CourtUnited States State Supreme Court of Missouri
Writing for the CourtWilliams
Citation146 Mo. 155,47 S.W. 959
Decision Date16 November 1898
PartiesSTATE ex rel. CROW, Atty. Gen., v. WEST SIDE ST. RY. CO.
47 S.W. 959
146 Mo. 155
STATE ex rel. CROW, Atty. Gen.,
v.
WEST SIDE ST. RY. CO.
Supreme Court of Missouri.
November 16, 1898.

FRANCHISES — PUBLIC SALE — CONSTRUCTION OF STATUTE — VAGUENESS — IMPOSSIBILITY TO DETERMINE MEANING.

1. Act April 9, 1895, provides that the municipal authorities to whom application may be made for consent to the construction, extension, maintenance, occupation, or use of, inter alia, any street railway or railroad for the transportation of freight, passengers, or mails, must provide, as a condition precedent to the granting of such consent, that the franchise shall be sold at public auction to the responsible bidder who will give the largest percentage yearly of the gross receipts derived from such occupation and use, with adequate security for the payment thereof, and for the prompt construction and completion of the proposed plant, provided that such payment shall in no case be less than 2 per cent. of the gross earnings during the first five years of said occupation and use, and thereafter for each period of five years such percentage shall be increased to correspond with the increase in value of the land thus occupied and used.

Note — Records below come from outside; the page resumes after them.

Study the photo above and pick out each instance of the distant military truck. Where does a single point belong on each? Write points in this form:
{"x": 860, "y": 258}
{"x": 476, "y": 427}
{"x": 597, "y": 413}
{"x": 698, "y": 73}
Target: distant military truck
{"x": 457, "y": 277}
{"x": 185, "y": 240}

Held, that the act is void, in that its meaning cannot be determined by any known rules of construction, because, if it means that the company must pay at least 2 per cent. of its gross earnings for the first five years to each municipality over whose streets it may build, and to each county whose highways it may cross, the railway company may in many cases be compelled to pay more than its total receipts.

2. It is also void if it means that the percentage should be computed only on the gross receipts of that part of the road located on the streets of the city or across the highways, as the case may be, because there is no method provided by which the actual gross receipts of that particular part of the road can be ascertained.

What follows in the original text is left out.